Boca y Racing no pudieron salir del cero en el cierre de la jornada dominical que le cae mejor a la "Academia"
El Xeneize de Battaglia y la Academia de Úbeda no se sacaron diferencias e igualaron sin goles en La Bombonera.
No fue el mismo Boca, ni por lejos, del que regó de entusiasmo ofensivo los dos partidos anteriores, que marcaron a fuego triunfal el impacto de la llegada de Battaglia. Siendo justos, la calidad del rival tampoco fue la misma, aunque en la pincelada final, en la última media hora del partido, también pareció asomar que la decisión del joven entrenador de sacar a Varela, a Briasco (con alguna molestia física, ojo) y al Pulpo González tuvo algo que ver con esa ofensiva estancada que se vio durante el primer tiempo y buena parte del segundo.

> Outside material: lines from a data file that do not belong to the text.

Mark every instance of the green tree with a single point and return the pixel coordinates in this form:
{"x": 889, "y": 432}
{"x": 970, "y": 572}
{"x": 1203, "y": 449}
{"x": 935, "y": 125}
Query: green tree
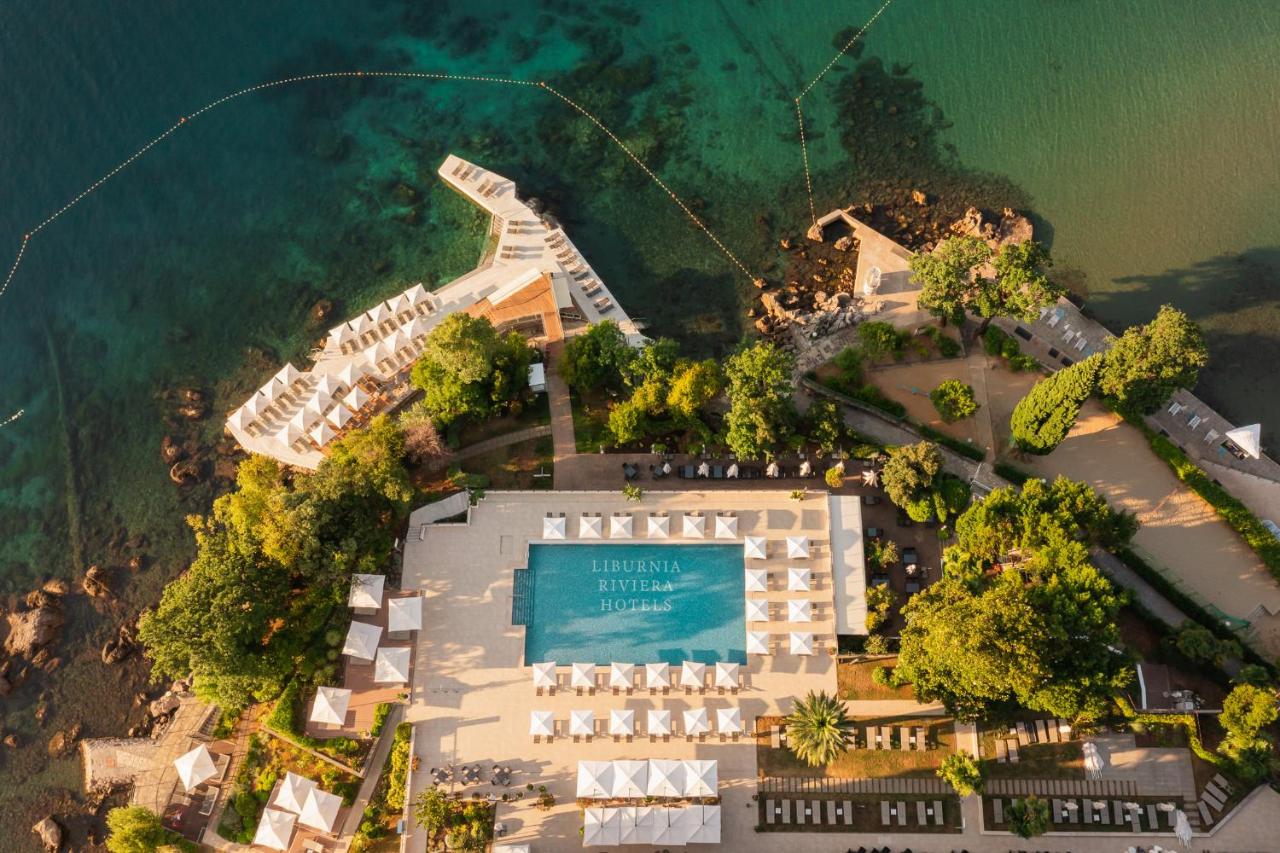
{"x": 759, "y": 392}
{"x": 1150, "y": 363}
{"x": 961, "y": 772}
{"x": 1045, "y": 416}
{"x": 946, "y": 276}
{"x": 819, "y": 729}
{"x": 954, "y": 400}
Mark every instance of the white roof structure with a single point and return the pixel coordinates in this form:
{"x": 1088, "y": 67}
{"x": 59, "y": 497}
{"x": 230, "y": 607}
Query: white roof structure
{"x": 330, "y": 706}
{"x": 658, "y": 721}
{"x": 622, "y": 675}
{"x": 693, "y": 674}
{"x": 554, "y": 527}
{"x": 544, "y": 674}
{"x": 693, "y": 527}
{"x": 581, "y": 723}
{"x": 1247, "y": 438}
{"x": 630, "y": 778}
{"x": 799, "y": 610}
{"x": 696, "y": 721}
{"x": 659, "y": 527}
{"x": 620, "y": 527}
{"x": 581, "y": 675}
{"x": 542, "y": 724}
{"x": 275, "y": 829}
{"x": 292, "y": 794}
{"x": 666, "y": 778}
{"x": 320, "y": 811}
{"x": 801, "y": 643}
{"x": 366, "y": 592}
{"x": 657, "y": 675}
{"x": 700, "y": 778}
{"x": 727, "y": 675}
{"x": 728, "y": 720}
{"x": 622, "y": 721}
{"x": 590, "y": 527}
{"x": 405, "y": 614}
{"x": 362, "y": 641}
{"x": 195, "y": 767}
{"x": 798, "y": 579}
{"x": 392, "y": 665}
{"x": 595, "y": 779}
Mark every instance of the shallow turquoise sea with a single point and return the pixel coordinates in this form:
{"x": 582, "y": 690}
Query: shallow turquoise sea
{"x": 1141, "y": 132}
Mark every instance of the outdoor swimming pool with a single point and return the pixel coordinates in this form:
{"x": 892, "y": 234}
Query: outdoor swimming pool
{"x": 635, "y": 603}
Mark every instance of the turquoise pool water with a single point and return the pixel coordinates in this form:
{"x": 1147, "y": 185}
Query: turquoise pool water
{"x": 635, "y": 603}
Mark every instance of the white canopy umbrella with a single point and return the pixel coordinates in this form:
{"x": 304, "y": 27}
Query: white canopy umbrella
{"x": 405, "y": 614}
{"x": 727, "y": 674}
{"x": 622, "y": 675}
{"x": 542, "y": 724}
{"x": 658, "y": 721}
{"x": 583, "y": 675}
{"x": 581, "y": 723}
{"x": 799, "y": 579}
{"x": 728, "y": 720}
{"x": 726, "y": 527}
{"x": 320, "y": 811}
{"x": 630, "y": 778}
{"x": 696, "y": 721}
{"x": 590, "y": 527}
{"x": 657, "y": 675}
{"x": 594, "y": 779}
{"x": 195, "y": 767}
{"x": 620, "y": 527}
{"x": 693, "y": 674}
{"x": 600, "y": 828}
{"x": 366, "y": 592}
{"x": 757, "y": 610}
{"x": 392, "y": 665}
{"x": 544, "y": 674}
{"x": 553, "y": 527}
{"x": 292, "y": 793}
{"x": 700, "y": 778}
{"x": 330, "y": 706}
{"x": 693, "y": 527}
{"x": 799, "y": 610}
{"x": 362, "y": 641}
{"x": 666, "y": 778}
{"x": 274, "y": 830}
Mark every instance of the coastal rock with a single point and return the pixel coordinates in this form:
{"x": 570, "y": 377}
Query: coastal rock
{"x": 50, "y": 834}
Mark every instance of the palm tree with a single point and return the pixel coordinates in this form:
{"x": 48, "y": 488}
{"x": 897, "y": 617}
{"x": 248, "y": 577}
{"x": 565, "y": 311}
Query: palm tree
{"x": 819, "y": 729}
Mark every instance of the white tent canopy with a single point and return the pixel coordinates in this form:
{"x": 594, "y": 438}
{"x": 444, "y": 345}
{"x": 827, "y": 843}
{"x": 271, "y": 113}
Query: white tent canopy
{"x": 405, "y": 614}
{"x": 366, "y": 592}
{"x": 195, "y": 767}
{"x": 362, "y": 641}
{"x": 330, "y": 706}
{"x": 592, "y": 527}
{"x": 392, "y": 665}
{"x": 274, "y": 830}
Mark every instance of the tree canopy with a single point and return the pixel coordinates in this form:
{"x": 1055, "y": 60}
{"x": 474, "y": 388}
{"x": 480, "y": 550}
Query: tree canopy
{"x": 1150, "y": 363}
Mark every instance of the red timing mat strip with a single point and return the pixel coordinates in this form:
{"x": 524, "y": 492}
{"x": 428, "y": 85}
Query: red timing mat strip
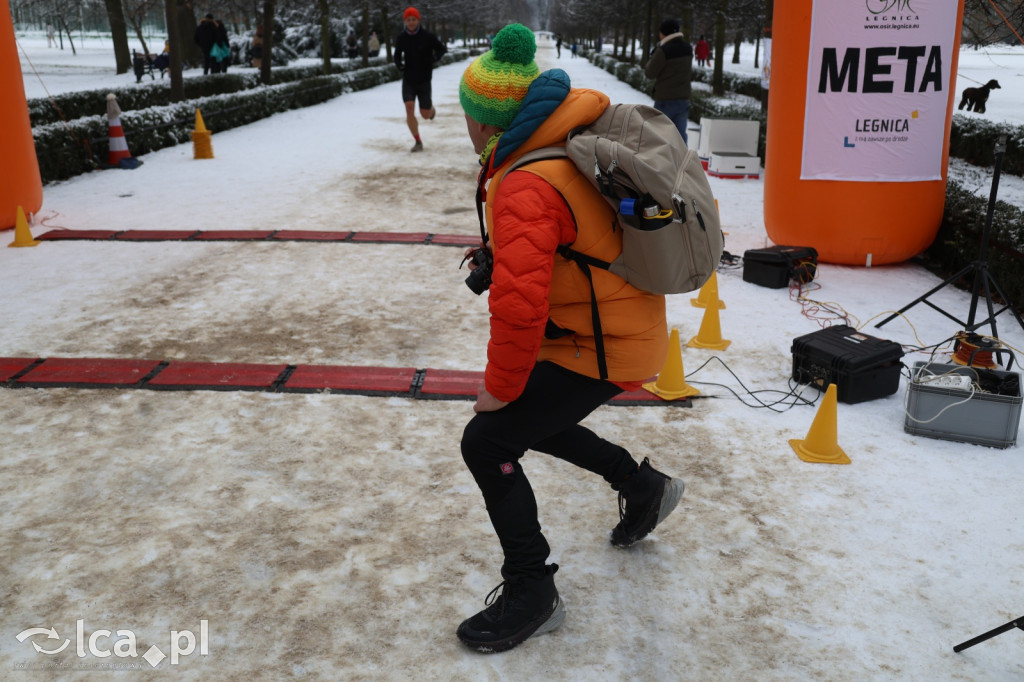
{"x": 156, "y": 375}
{"x": 259, "y": 236}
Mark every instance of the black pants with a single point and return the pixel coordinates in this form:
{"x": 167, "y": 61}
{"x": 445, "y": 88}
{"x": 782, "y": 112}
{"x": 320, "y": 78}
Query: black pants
{"x": 545, "y": 418}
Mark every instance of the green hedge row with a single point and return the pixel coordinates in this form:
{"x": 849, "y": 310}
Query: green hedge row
{"x": 69, "y": 148}
{"x": 71, "y": 105}
{"x": 973, "y": 139}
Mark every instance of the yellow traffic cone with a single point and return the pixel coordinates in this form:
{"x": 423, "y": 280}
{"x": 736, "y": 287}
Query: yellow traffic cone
{"x": 671, "y": 383}
{"x": 23, "y": 236}
{"x": 710, "y": 335}
{"x": 821, "y": 443}
{"x": 709, "y": 294}
{"x": 202, "y": 144}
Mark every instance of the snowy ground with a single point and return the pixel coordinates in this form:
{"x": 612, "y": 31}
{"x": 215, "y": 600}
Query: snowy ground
{"x": 340, "y": 537}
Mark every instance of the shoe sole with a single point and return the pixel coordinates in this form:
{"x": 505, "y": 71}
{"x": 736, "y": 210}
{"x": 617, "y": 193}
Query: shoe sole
{"x": 551, "y": 623}
{"x": 671, "y": 495}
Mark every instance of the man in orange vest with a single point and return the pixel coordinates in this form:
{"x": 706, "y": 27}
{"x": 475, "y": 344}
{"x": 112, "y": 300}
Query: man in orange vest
{"x": 543, "y": 372}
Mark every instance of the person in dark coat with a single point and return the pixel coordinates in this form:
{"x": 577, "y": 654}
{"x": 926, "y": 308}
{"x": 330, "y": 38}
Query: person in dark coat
{"x": 701, "y": 51}
{"x": 671, "y": 67}
{"x": 416, "y": 51}
{"x": 206, "y": 36}
{"x": 224, "y": 44}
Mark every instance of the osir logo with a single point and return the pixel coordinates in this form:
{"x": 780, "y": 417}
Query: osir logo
{"x": 886, "y": 6}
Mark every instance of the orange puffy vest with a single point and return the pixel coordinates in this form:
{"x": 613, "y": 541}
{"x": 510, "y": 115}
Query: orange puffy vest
{"x": 633, "y": 322}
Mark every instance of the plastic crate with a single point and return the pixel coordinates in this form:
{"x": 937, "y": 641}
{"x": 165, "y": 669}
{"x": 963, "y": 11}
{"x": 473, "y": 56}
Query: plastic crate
{"x": 985, "y": 419}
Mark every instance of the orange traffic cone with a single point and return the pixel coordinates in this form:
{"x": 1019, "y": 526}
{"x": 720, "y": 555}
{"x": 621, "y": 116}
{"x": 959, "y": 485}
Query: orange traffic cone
{"x": 709, "y": 294}
{"x": 671, "y": 383}
{"x": 23, "y": 236}
{"x": 821, "y": 442}
{"x": 119, "y": 155}
{"x": 202, "y": 144}
{"x": 710, "y": 335}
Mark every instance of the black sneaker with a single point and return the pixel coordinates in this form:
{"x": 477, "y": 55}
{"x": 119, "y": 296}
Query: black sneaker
{"x": 645, "y": 499}
{"x": 525, "y": 607}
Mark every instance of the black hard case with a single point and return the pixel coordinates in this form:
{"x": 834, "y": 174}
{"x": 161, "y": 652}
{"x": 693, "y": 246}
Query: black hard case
{"x": 774, "y": 266}
{"x": 863, "y": 368}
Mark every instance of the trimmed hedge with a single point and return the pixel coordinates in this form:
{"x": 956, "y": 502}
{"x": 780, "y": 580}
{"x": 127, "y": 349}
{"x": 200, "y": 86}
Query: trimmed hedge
{"x": 68, "y": 148}
{"x": 70, "y": 105}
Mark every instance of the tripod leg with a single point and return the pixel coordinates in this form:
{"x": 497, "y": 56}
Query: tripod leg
{"x": 1019, "y": 623}
{"x": 924, "y": 298}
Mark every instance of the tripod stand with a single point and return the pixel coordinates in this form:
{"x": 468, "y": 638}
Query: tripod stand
{"x": 983, "y": 280}
{"x": 1019, "y": 623}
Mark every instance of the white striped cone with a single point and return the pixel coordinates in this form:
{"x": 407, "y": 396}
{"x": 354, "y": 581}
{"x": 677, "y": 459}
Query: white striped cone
{"x": 119, "y": 145}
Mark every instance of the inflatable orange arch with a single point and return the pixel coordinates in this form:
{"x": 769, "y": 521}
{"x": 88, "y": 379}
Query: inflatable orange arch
{"x": 19, "y": 180}
{"x": 848, "y": 222}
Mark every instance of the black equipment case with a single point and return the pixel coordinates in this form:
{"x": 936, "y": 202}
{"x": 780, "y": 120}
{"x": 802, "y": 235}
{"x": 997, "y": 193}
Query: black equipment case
{"x": 862, "y": 367}
{"x": 774, "y": 266}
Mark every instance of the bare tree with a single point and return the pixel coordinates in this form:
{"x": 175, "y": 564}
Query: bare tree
{"x": 119, "y": 34}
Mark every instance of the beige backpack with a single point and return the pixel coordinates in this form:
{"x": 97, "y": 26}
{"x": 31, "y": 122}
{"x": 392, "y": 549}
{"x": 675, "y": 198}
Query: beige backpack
{"x": 634, "y": 155}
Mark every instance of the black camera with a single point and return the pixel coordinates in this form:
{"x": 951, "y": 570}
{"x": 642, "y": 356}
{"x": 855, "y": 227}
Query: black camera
{"x": 478, "y": 280}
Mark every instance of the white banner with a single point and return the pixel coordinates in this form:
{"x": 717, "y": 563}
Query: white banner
{"x": 878, "y": 80}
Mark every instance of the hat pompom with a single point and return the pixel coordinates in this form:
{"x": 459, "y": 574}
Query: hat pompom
{"x": 496, "y": 83}
{"x": 514, "y": 44}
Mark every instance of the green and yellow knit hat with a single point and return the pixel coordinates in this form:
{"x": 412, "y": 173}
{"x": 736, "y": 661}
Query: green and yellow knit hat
{"x": 495, "y": 84}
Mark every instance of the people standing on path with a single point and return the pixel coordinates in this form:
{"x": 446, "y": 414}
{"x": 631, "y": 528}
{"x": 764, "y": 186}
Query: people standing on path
{"x": 256, "y": 50}
{"x": 223, "y": 47}
{"x": 701, "y": 51}
{"x": 416, "y": 52}
{"x": 543, "y": 375}
{"x": 670, "y": 67}
{"x": 205, "y": 37}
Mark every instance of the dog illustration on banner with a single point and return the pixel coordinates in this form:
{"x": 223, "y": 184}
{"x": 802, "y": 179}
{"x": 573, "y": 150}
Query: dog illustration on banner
{"x": 975, "y": 98}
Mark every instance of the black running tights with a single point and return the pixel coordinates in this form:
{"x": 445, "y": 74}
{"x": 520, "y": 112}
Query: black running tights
{"x": 545, "y": 418}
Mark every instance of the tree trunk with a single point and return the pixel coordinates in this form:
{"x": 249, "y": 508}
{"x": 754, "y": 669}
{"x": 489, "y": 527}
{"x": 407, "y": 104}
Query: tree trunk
{"x": 188, "y": 51}
{"x": 325, "y": 7}
{"x": 366, "y": 33}
{"x": 264, "y": 68}
{"x": 119, "y": 33}
{"x": 174, "y": 49}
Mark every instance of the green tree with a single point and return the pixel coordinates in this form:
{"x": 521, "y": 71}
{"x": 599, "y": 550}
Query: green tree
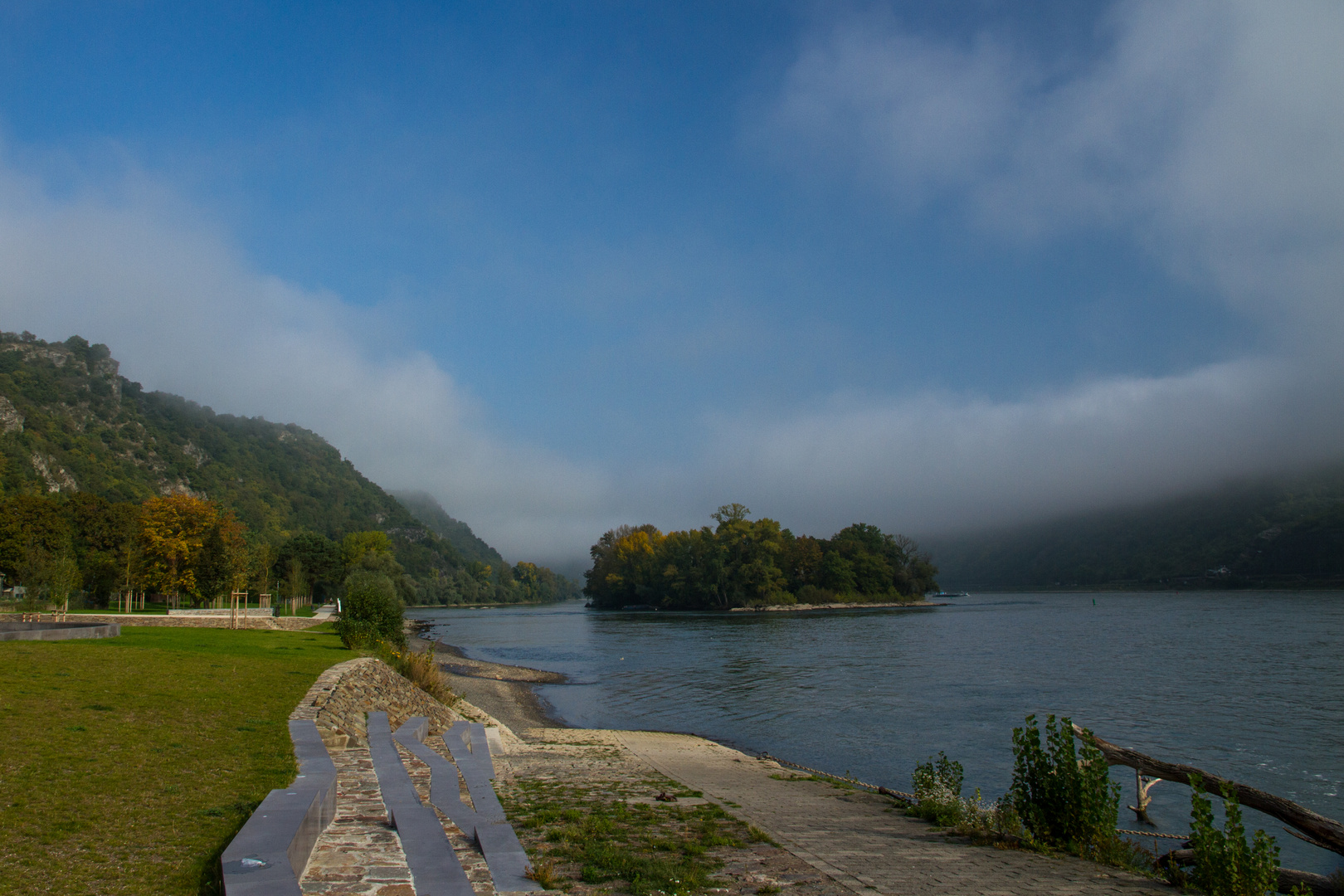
{"x": 62, "y": 578}
{"x": 1225, "y": 863}
{"x": 1064, "y": 796}
{"x": 357, "y": 544}
{"x": 370, "y": 610}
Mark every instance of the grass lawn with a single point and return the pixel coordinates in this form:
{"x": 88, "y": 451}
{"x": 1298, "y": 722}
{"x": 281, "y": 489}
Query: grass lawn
{"x": 128, "y": 763}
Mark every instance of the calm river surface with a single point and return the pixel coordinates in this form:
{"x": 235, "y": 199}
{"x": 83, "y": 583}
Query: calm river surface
{"x": 1249, "y": 685}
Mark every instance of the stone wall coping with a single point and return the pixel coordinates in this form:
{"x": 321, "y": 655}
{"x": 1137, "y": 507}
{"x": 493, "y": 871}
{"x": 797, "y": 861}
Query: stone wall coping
{"x": 56, "y": 631}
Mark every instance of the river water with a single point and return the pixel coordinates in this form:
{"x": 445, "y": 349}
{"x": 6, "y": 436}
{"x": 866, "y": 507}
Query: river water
{"x": 1249, "y": 685}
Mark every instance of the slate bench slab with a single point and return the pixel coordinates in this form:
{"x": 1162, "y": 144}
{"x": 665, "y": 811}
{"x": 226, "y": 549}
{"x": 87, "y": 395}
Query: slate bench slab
{"x": 470, "y": 748}
{"x": 435, "y": 867}
{"x": 272, "y": 850}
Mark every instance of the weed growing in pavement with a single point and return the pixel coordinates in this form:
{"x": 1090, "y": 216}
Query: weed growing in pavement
{"x": 593, "y": 835}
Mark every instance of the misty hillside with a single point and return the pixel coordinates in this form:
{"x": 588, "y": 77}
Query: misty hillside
{"x": 1283, "y": 533}
{"x": 433, "y": 516}
{"x": 71, "y": 423}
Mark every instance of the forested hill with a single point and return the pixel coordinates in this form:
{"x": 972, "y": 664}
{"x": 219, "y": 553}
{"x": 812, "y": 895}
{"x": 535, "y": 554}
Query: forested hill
{"x": 71, "y": 425}
{"x": 431, "y": 514}
{"x": 1274, "y": 533}
{"x": 69, "y": 422}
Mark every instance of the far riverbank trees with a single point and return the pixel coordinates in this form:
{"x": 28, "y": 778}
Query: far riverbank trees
{"x": 86, "y": 548}
{"x": 741, "y": 562}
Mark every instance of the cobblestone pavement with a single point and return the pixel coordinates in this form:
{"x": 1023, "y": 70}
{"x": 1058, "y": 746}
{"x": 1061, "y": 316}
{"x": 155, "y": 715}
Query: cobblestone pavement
{"x": 858, "y": 840}
{"x": 598, "y": 762}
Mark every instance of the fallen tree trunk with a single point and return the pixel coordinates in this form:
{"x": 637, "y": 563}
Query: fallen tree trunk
{"x": 1288, "y": 879}
{"x": 1327, "y": 832}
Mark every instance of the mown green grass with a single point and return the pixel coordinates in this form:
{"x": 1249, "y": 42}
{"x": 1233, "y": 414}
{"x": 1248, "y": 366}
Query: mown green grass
{"x": 128, "y": 763}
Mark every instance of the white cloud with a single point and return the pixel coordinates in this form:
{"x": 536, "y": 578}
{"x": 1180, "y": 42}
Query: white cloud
{"x": 186, "y": 314}
{"x": 1211, "y": 134}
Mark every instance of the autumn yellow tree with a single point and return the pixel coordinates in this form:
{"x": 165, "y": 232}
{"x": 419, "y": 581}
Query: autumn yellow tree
{"x": 173, "y": 529}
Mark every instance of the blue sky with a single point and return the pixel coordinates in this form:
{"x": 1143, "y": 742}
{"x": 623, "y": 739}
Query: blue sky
{"x": 574, "y": 265}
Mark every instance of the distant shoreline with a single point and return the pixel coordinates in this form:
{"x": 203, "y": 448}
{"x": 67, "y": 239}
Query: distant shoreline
{"x": 801, "y": 607}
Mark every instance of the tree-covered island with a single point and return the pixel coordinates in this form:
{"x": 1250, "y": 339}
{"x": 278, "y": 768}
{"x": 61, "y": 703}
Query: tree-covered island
{"x": 743, "y": 563}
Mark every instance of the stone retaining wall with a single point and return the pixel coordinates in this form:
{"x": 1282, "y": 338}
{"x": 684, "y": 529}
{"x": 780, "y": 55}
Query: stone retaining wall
{"x": 342, "y": 694}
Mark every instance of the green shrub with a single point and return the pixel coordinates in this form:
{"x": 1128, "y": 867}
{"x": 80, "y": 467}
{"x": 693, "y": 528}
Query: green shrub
{"x": 938, "y": 791}
{"x": 370, "y": 611}
{"x": 1225, "y": 863}
{"x": 1064, "y": 798}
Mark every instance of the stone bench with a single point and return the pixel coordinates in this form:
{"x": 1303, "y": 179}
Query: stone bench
{"x": 470, "y": 744}
{"x": 272, "y": 850}
{"x": 11, "y": 631}
{"x": 435, "y": 867}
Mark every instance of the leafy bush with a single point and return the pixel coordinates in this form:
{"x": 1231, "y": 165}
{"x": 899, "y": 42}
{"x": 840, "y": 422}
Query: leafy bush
{"x": 938, "y": 800}
{"x": 1064, "y": 798}
{"x": 370, "y": 611}
{"x": 938, "y": 790}
{"x": 1225, "y": 863}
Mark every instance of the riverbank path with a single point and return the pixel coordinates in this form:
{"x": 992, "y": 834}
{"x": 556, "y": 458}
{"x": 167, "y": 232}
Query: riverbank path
{"x": 858, "y": 840}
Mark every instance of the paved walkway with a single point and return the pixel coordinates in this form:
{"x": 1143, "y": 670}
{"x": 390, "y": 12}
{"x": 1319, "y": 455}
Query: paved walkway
{"x": 858, "y": 840}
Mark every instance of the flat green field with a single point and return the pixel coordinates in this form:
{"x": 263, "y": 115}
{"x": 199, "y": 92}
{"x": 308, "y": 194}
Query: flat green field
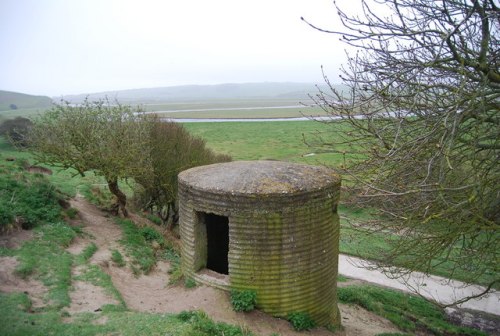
{"x": 276, "y": 140}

Racing se la complicó cuanto pudo, del medio hacia atrás fue un campo minado para los intentos de Boca, que mantuvo la iniciativa y la búsqueda, pero un poco por el énfasis defensivo de la Academia y otro poco por falta de frescura y cambio de ritmo, fue un hueso duro de roer. Y cuando llegó a fondo, siempre estuvo Arias para ahogarle el grito. Sobre todo en un cabezazo a quemarropa de Izquierdoz en el primer tiempo, y un mano a mano a Vázquez en el segundo. Racing, eso sí, siempre estuvo cómodo con el empate, no se puso colorado en meter el colectivo delante de su arquero (un gol en contra en 9 partidos, no es casualidad...), porque el no perder siempre fue su prioridad.